Por otro lado, hay que relativizar el país de clase media y el mito de la “mesocratización” chilena. Como registra el politólogo Franck Gaudichaud: “Con sólo un tercio de la población ocupada en actividades de servicio, la sociedad chilena se encuentra lejos de una ‘economía moderna de servicio’. Más aun, el grupo de trabajadores manuales, que representa otro tercio de la estructura socio-ocupacional chilena está compuesto mayoritariamente por trabajadores sin calificación (cerca de 20%). El contraste entre los trabajadores en actividades de servicio y los trabajadores manuales muestra el alto contraste en las ocupaciones no agrícolas. [...] Finalmente, las clases populares, compuestas por trabajadores manuales calificados y sin calificación, pequeños propietarios y trabajadores agrícolas, comprenden 47% de la población. Esta pirámide social se asemeja a la de otros países de la región, en los cuales los sectores populares representan gran parte de la población, con una clase media exigua y una elite aun más reducida”.1

Existen nuevas configuraciones de clase, pero también la presencia de las clases populares que sustentan con su labor el deteriorado edificio neoliberal. Con una extensión del trabajo asalariado a grupos intermedios y a muchos jóvenes precarizados, que configuran un “nuevo proletariado en el siglo XXI”, más que una imaginada nueva clase media emergente, cuya nominación ya implica un posicionamiento político.
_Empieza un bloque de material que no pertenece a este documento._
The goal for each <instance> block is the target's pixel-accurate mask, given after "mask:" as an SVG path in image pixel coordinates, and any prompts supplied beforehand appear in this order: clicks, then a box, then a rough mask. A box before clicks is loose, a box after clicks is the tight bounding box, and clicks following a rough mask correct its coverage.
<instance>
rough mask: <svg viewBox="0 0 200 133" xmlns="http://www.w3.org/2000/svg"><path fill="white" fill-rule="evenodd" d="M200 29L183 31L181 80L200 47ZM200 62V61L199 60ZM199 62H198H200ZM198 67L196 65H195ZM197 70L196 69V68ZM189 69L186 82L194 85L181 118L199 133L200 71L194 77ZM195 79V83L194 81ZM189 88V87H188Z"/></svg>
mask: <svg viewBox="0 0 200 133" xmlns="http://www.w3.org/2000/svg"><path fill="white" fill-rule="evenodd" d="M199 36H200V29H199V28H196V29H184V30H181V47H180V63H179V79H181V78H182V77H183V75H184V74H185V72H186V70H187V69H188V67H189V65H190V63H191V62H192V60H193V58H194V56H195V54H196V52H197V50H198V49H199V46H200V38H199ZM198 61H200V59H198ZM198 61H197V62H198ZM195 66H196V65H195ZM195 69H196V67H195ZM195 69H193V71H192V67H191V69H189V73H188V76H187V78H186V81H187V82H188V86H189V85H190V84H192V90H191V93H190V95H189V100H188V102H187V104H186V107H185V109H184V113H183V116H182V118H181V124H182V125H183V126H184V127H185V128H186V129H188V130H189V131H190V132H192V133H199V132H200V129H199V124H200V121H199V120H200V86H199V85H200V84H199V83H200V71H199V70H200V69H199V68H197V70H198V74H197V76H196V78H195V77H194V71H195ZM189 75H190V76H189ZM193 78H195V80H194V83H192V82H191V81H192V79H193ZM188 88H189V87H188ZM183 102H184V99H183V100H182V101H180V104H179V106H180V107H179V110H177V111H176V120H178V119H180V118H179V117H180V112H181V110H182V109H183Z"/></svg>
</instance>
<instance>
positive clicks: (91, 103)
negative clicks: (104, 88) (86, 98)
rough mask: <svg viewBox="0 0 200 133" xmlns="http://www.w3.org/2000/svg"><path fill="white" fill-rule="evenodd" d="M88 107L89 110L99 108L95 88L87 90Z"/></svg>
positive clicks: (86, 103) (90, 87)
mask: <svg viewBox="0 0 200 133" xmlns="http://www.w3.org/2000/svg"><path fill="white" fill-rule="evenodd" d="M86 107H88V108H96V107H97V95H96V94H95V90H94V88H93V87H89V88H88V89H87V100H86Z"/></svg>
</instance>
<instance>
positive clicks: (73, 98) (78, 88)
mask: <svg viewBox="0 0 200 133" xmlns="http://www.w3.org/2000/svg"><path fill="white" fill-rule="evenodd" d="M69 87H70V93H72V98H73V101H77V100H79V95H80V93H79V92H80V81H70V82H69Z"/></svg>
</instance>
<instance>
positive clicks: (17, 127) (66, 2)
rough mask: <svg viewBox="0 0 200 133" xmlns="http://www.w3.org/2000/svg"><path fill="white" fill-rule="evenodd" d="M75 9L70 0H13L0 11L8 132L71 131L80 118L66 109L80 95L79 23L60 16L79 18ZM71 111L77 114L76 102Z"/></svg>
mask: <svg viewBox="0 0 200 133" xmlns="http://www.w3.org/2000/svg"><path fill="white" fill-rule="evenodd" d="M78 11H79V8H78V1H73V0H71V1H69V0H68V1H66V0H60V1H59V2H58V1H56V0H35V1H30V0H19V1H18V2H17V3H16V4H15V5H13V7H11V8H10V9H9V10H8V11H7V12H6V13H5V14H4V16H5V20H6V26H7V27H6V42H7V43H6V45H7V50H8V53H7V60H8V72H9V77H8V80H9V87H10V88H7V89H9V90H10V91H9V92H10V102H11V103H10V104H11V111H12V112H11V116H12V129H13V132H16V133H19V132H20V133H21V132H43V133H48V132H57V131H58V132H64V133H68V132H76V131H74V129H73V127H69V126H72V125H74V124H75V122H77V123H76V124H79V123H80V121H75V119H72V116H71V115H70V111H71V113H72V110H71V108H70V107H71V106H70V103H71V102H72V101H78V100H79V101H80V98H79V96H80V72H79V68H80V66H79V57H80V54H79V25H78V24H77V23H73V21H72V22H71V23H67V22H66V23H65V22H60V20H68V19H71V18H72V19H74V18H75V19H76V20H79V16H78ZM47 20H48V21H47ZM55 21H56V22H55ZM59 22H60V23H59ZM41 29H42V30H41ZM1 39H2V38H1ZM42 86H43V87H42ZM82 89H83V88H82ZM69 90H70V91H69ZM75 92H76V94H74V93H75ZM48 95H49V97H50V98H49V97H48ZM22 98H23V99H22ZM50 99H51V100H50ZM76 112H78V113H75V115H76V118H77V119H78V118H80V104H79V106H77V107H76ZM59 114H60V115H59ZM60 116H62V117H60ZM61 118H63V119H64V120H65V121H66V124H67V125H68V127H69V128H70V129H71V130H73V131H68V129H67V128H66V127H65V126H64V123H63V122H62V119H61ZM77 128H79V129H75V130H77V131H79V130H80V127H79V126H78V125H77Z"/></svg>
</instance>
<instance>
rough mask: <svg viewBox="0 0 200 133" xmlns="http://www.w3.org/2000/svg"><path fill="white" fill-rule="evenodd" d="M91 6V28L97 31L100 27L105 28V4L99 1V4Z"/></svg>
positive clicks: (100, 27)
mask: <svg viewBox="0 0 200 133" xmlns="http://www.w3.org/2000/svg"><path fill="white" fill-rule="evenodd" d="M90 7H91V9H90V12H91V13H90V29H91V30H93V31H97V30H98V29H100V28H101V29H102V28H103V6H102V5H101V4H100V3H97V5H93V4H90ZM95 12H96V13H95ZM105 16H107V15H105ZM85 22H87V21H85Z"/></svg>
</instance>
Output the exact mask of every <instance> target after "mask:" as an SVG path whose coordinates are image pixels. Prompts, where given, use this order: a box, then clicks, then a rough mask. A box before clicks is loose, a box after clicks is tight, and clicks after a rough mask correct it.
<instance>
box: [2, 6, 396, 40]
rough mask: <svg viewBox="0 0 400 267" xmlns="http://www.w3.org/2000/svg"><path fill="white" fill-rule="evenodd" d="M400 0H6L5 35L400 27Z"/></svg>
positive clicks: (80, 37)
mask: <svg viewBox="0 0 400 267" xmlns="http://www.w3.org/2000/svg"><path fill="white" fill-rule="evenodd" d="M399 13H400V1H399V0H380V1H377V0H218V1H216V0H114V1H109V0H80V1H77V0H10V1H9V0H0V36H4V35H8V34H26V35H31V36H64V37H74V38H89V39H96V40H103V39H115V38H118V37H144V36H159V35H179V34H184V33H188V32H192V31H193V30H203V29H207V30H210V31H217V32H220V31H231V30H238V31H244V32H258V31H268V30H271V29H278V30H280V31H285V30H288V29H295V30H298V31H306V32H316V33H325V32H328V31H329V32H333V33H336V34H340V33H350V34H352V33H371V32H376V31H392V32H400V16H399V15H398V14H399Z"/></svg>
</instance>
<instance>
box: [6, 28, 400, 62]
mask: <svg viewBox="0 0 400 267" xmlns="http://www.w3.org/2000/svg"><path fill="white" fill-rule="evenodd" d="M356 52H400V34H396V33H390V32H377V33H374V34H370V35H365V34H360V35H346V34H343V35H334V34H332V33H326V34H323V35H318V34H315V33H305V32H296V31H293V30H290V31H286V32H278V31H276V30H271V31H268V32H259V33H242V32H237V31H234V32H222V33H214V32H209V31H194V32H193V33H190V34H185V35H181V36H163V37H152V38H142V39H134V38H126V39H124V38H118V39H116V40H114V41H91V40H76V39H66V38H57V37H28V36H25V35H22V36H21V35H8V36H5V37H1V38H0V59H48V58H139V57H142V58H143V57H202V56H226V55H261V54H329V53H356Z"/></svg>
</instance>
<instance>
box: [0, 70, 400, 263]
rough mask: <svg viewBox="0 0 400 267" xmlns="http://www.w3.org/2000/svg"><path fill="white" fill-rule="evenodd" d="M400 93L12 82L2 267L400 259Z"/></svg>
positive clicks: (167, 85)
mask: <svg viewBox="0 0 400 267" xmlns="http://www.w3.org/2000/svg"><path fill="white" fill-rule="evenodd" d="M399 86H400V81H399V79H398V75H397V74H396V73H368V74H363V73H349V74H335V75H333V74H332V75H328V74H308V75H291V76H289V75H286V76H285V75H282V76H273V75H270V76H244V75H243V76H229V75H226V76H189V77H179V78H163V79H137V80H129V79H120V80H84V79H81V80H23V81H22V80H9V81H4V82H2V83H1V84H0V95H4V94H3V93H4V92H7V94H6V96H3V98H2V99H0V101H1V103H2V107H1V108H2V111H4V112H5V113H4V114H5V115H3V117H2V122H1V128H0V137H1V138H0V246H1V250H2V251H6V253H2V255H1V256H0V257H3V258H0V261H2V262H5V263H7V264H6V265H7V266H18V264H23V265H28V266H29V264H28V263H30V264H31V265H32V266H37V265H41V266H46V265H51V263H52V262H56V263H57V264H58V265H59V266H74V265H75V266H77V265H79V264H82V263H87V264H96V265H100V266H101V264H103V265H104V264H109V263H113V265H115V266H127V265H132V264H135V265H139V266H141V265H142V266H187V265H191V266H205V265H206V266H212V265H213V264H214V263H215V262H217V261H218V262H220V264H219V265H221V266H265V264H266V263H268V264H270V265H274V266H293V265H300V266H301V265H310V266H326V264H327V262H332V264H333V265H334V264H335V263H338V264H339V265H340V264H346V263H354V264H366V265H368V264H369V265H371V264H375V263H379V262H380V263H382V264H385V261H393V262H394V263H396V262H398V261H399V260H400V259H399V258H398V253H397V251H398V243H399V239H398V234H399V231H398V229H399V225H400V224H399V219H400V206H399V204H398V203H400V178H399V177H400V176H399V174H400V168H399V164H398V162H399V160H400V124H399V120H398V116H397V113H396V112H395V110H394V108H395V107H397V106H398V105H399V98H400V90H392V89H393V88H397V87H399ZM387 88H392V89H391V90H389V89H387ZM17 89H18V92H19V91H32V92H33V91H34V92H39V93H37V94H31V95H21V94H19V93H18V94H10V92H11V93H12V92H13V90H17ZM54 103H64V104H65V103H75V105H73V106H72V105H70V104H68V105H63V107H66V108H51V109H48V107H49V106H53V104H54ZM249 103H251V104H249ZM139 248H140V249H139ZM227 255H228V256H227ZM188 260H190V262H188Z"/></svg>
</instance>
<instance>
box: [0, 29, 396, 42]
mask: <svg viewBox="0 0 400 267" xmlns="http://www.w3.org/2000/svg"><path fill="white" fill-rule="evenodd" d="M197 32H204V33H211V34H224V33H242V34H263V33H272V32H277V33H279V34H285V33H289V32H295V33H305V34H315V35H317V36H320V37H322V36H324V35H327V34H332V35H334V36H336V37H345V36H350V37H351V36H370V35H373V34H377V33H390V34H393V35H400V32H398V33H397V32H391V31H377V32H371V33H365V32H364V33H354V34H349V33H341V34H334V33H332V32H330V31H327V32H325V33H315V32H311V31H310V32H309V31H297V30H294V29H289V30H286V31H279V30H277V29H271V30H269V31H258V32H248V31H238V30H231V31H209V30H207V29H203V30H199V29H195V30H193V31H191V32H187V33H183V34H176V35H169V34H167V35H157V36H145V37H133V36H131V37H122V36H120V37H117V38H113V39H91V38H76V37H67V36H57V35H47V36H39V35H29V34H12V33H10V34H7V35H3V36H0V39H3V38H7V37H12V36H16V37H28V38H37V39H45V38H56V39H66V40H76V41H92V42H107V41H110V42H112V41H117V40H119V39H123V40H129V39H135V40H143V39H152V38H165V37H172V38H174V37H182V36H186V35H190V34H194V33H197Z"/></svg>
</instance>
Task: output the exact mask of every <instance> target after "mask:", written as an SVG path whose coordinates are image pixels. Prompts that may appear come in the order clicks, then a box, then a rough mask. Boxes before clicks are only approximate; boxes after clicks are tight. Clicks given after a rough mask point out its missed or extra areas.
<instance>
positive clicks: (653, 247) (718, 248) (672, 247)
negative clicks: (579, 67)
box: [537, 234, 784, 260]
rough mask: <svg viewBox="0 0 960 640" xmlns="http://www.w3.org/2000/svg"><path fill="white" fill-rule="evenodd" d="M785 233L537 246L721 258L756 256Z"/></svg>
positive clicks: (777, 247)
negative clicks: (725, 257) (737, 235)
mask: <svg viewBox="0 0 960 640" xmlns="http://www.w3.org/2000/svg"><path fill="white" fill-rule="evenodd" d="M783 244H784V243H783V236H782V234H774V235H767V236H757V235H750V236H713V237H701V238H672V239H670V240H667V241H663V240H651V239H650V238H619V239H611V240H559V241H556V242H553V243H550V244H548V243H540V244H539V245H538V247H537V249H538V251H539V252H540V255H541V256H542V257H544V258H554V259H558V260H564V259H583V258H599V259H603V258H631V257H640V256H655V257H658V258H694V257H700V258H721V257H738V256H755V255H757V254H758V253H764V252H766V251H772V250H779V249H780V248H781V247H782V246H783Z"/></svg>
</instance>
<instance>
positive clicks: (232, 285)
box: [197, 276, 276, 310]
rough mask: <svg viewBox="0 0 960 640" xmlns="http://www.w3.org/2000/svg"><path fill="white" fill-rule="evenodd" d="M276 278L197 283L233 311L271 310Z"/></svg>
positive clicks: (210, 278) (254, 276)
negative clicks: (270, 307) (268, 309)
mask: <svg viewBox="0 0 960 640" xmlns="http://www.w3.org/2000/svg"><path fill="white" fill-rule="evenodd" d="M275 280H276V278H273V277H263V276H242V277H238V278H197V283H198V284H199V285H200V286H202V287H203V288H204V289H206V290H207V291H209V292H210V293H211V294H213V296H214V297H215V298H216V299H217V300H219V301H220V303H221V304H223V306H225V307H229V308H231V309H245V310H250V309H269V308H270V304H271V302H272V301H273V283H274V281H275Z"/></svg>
Más allá de los resultados de las vertiginosas batallas de la coyuntura –los retrocesos de Piñera tomando medidas de una “agenda social” que van en contra de su universo de ideas confirman la quiebra del paradigma–, habrá un antes y un después del octubre caliente chileno. Una irrupción de lucha de clases inesperada, novedosa, híbrida e ideológicamente ambigua, pero en disputa desde el punto de vista estratégico. Una disputa que empieza con llamar a las cosas por su nombre.

Fernando Rosso es periodista argentino.


  1. Franck Gaudichaud, Las fisuras del neoliberalismo maduro chileno. Trabajo, “democracia protegida” y conflictos de clases. Clacso, 2015.